Thanks for the help, Greg - my reaction SMARTS are now behaving themselves! I
must confess, I had not actually realised that the documentation from install
(ie the 'Book') was different to the 'Getting Started' one that I had linked
from the website.
Kind regards,
James
-----Original Message-----
From: Greg Landrum [mailto:greg.land...@gmail.com]
Sent: Fri 04/06/2010 05:13
To: James Davidson
Cc: rdkit-discuss@lists.sourceforge.net
Subject: Re: [Rdkit-discuss] A couple of questions regarding ReactionFromSmarts
Dear James,
On Thu, Jun 3, 2010 at 7:51 PM, James Davidson <j.david...@vernalis.com> wrote:
>
> First of all, I'd like to start by saying how much I've been enjoying
> exploring the functionality of RDKit - great job, Greg!
Thanks!
> I have a couple of questions regarding
> 'rdkit.Chem.AllChem.ReactionFromSmarts':
>
> (1) I see that the reaction objects can be created from MDL Reaction
> Files/Blocks - is there a way to do the reverse, and save a reaction object
> in MDL .rxn format?
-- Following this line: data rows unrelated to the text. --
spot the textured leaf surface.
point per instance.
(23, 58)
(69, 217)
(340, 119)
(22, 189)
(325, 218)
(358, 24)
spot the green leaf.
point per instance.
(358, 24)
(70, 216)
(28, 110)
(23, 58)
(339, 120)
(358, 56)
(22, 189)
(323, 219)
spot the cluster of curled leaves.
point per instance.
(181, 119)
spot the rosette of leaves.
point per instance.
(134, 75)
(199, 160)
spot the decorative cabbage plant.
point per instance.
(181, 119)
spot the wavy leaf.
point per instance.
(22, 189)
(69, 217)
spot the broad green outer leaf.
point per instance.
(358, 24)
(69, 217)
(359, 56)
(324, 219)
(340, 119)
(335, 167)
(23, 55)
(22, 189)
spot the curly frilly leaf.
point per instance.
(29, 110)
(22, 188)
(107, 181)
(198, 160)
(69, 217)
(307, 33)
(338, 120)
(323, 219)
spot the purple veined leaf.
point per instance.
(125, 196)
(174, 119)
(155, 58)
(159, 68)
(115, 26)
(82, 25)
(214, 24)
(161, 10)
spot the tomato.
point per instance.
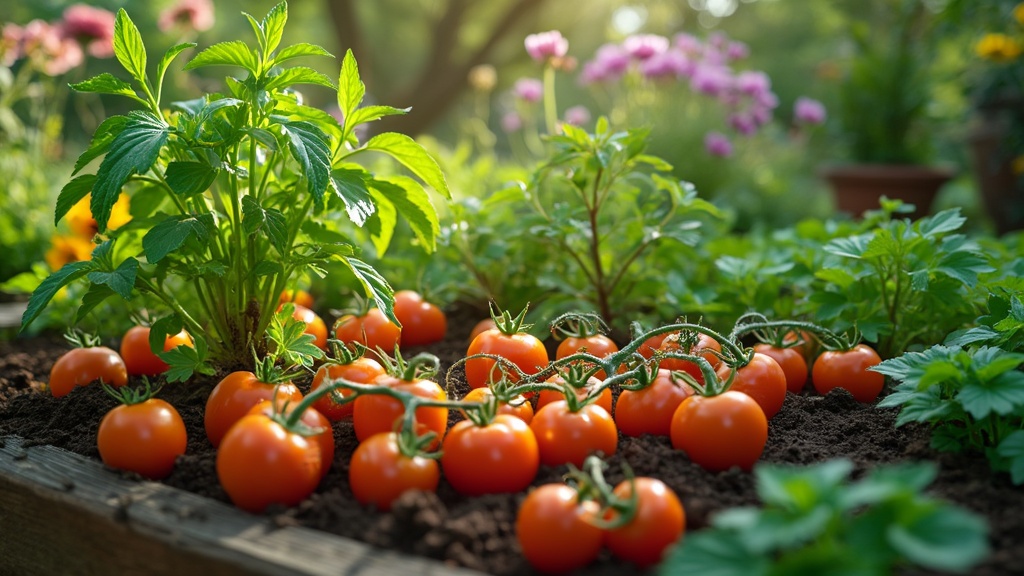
(597, 344)
(501, 457)
(375, 413)
(564, 437)
(849, 370)
(720, 432)
(373, 330)
(379, 472)
(650, 410)
(139, 358)
(658, 523)
(518, 407)
(235, 396)
(300, 297)
(361, 371)
(143, 438)
(555, 530)
(794, 365)
(762, 379)
(79, 367)
(706, 347)
(603, 399)
(520, 348)
(312, 419)
(422, 322)
(261, 463)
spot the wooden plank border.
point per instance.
(64, 513)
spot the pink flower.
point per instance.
(718, 144)
(578, 116)
(643, 46)
(187, 14)
(547, 45)
(528, 89)
(809, 111)
(93, 27)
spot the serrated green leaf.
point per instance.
(413, 156)
(233, 52)
(44, 293)
(189, 178)
(128, 46)
(72, 194)
(133, 151)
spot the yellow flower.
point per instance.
(67, 249)
(82, 223)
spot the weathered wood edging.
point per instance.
(64, 513)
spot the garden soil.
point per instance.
(479, 532)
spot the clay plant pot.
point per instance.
(860, 187)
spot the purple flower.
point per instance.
(809, 111)
(578, 116)
(643, 46)
(93, 27)
(718, 144)
(546, 45)
(529, 89)
(187, 14)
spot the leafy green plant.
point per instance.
(232, 194)
(901, 283)
(814, 521)
(973, 399)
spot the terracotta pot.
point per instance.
(860, 187)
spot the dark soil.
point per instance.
(479, 532)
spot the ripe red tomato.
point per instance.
(555, 530)
(650, 410)
(792, 363)
(422, 322)
(706, 347)
(501, 457)
(143, 438)
(658, 523)
(261, 463)
(762, 379)
(139, 359)
(849, 370)
(564, 437)
(363, 371)
(720, 432)
(603, 399)
(519, 407)
(373, 330)
(597, 344)
(312, 419)
(376, 413)
(235, 396)
(523, 350)
(79, 367)
(379, 472)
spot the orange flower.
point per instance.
(67, 249)
(83, 224)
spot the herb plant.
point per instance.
(232, 194)
(815, 522)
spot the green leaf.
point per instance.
(72, 194)
(133, 151)
(169, 235)
(44, 293)
(105, 83)
(189, 178)
(413, 156)
(128, 46)
(233, 52)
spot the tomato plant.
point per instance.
(143, 435)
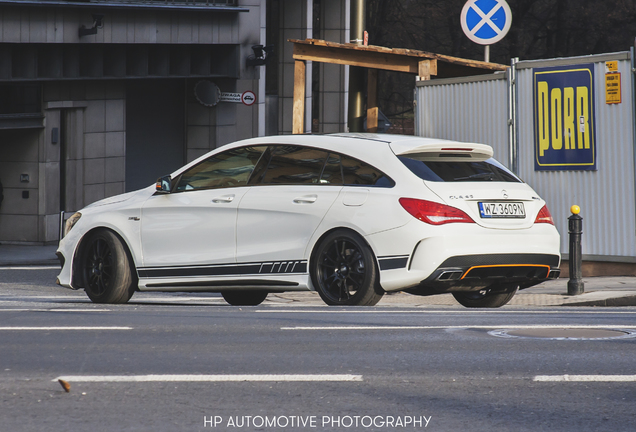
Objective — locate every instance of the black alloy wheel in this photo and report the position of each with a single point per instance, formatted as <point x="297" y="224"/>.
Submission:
<point x="344" y="272"/>
<point x="107" y="272"/>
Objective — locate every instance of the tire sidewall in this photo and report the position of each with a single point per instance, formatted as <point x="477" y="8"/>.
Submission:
<point x="370" y="293"/>
<point x="121" y="282"/>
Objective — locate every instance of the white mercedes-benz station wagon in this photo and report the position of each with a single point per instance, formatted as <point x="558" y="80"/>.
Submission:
<point x="351" y="216"/>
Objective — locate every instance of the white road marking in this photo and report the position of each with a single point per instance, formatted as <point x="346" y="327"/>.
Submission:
<point x="485" y="327"/>
<point x="445" y="312"/>
<point x="53" y="310"/>
<point x="208" y="378"/>
<point x="585" y="378"/>
<point x="61" y="328"/>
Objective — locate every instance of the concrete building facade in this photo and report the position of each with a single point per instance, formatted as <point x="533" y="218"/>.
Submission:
<point x="98" y="98"/>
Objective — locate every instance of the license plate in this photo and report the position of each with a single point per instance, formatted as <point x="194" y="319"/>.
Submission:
<point x="502" y="210"/>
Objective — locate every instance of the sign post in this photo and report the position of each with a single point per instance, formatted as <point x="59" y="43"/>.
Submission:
<point x="486" y="22"/>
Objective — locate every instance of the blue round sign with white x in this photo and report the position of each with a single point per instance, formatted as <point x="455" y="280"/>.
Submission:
<point x="486" y="21"/>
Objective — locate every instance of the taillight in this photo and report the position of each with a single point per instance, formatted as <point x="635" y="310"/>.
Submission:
<point x="544" y="216"/>
<point x="434" y="213"/>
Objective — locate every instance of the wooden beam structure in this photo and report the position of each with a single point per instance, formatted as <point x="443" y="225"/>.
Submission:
<point x="422" y="64"/>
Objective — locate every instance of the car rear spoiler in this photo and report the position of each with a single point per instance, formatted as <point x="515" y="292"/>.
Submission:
<point x="444" y="151"/>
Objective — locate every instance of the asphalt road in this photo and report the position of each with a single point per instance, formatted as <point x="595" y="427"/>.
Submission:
<point x="189" y="362"/>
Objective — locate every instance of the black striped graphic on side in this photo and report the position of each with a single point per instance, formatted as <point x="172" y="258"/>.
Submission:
<point x="264" y="268"/>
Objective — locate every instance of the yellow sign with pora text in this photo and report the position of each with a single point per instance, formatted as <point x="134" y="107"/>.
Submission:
<point x="613" y="88"/>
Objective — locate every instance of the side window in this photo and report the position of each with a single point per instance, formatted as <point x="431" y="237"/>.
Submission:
<point x="228" y="169"/>
<point x="356" y="172"/>
<point x="332" y="173"/>
<point x="294" y="165"/>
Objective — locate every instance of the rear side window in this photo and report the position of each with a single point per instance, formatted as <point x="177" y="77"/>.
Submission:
<point x="282" y="164"/>
<point x="294" y="165"/>
<point x="454" y="171"/>
<point x="356" y="172"/>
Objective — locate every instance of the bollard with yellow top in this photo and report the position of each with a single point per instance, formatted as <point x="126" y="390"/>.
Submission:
<point x="575" y="228"/>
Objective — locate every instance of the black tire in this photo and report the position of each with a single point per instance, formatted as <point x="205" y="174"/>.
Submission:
<point x="486" y="298"/>
<point x="245" y="297"/>
<point x="108" y="274"/>
<point x="344" y="272"/>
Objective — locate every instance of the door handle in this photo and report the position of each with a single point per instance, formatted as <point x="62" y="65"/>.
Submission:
<point x="307" y="199"/>
<point x="223" y="199"/>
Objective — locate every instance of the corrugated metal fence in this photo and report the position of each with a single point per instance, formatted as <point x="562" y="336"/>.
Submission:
<point x="479" y="109"/>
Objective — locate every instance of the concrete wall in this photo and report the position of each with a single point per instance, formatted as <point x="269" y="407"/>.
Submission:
<point x="92" y="113"/>
<point x="20" y="150"/>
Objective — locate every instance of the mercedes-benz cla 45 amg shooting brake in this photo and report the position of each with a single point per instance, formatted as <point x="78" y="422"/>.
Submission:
<point x="351" y="216"/>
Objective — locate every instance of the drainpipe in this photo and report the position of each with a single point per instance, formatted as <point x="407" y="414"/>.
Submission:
<point x="356" y="74"/>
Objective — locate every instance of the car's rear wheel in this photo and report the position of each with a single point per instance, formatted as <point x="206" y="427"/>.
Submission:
<point x="486" y="298"/>
<point x="245" y="297"/>
<point x="107" y="270"/>
<point x="344" y="272"/>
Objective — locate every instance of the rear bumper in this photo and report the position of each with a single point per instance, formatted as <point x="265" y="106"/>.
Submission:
<point x="465" y="256"/>
<point x="470" y="272"/>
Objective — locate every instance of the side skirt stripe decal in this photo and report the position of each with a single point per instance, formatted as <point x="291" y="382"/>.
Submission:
<point x="280" y="267"/>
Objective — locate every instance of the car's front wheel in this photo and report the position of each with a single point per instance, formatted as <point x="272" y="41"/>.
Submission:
<point x="245" y="297"/>
<point x="344" y="272"/>
<point x="107" y="270"/>
<point x="486" y="298"/>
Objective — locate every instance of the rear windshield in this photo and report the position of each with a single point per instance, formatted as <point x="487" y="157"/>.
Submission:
<point x="447" y="171"/>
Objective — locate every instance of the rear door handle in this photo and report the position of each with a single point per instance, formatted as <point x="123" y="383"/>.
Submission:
<point x="307" y="199"/>
<point x="223" y="199"/>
I tried using investigating the rxn.ToBinary()
> attribute, but didn't get very far... The reason I wanted to do this, is
> that I was trying to figure-out how to generate a form of the reaction
> object (generated from reaction SMARTS) that was suitable for converting
> into a 2D depiction of the transformation.
At the moment the reactions are essentially input-only. There's really
no way to get them out in any format that could be used elsewhere.
This is a sadly missing feature: it would be really nice to be able to
generate either .rxn files (or at least reaction smarts) from
reactions. I will add a feature request for this, but it may take a
while to happen.[1]
A workaround that kind of works is to paste the reaction smarts into
something like Marvin Sketch. It will normally display something that
at least gives some idea of what the reaction is.
> (2) I know that reaction SMARTS isn't SMIRKS, but I have noticed some
> behaviour that I would not expect - however, this could be down to my
> SMARTS-naivety; my SMIRKS-naivety; or both!
Anytime reactions behave in ways you don't expect, it's probably best
to just blame me for coming up with yet another way of expressing them
that is slightly incompatible with the existing ones. :-)
> I initially tried the
> following:
>
> from rdkit import Chem
> from rdkit.Chem import AllChem
> rxn_smarts =
> '[!#1:1]-[NH:2]-[C:3](=[O:4])-[C,c:5]>>[!#1:1]-[C:3](=[O:4])-[NH:2]-[C,c:5]'
> sm = Chem.MolFromSmiles('CC(=O)NC')
> rxn = AllChem.ReactionFromSmarts(rxn_smarts)
> prods = rxn.RunReactants((sm,))
> prod = Chem.MolToSmiles(prod[0][0])
>
>
> This gives me prod = '[H]C(=O)NC'
There's a discussion of this kind of case in the "RDKit Book"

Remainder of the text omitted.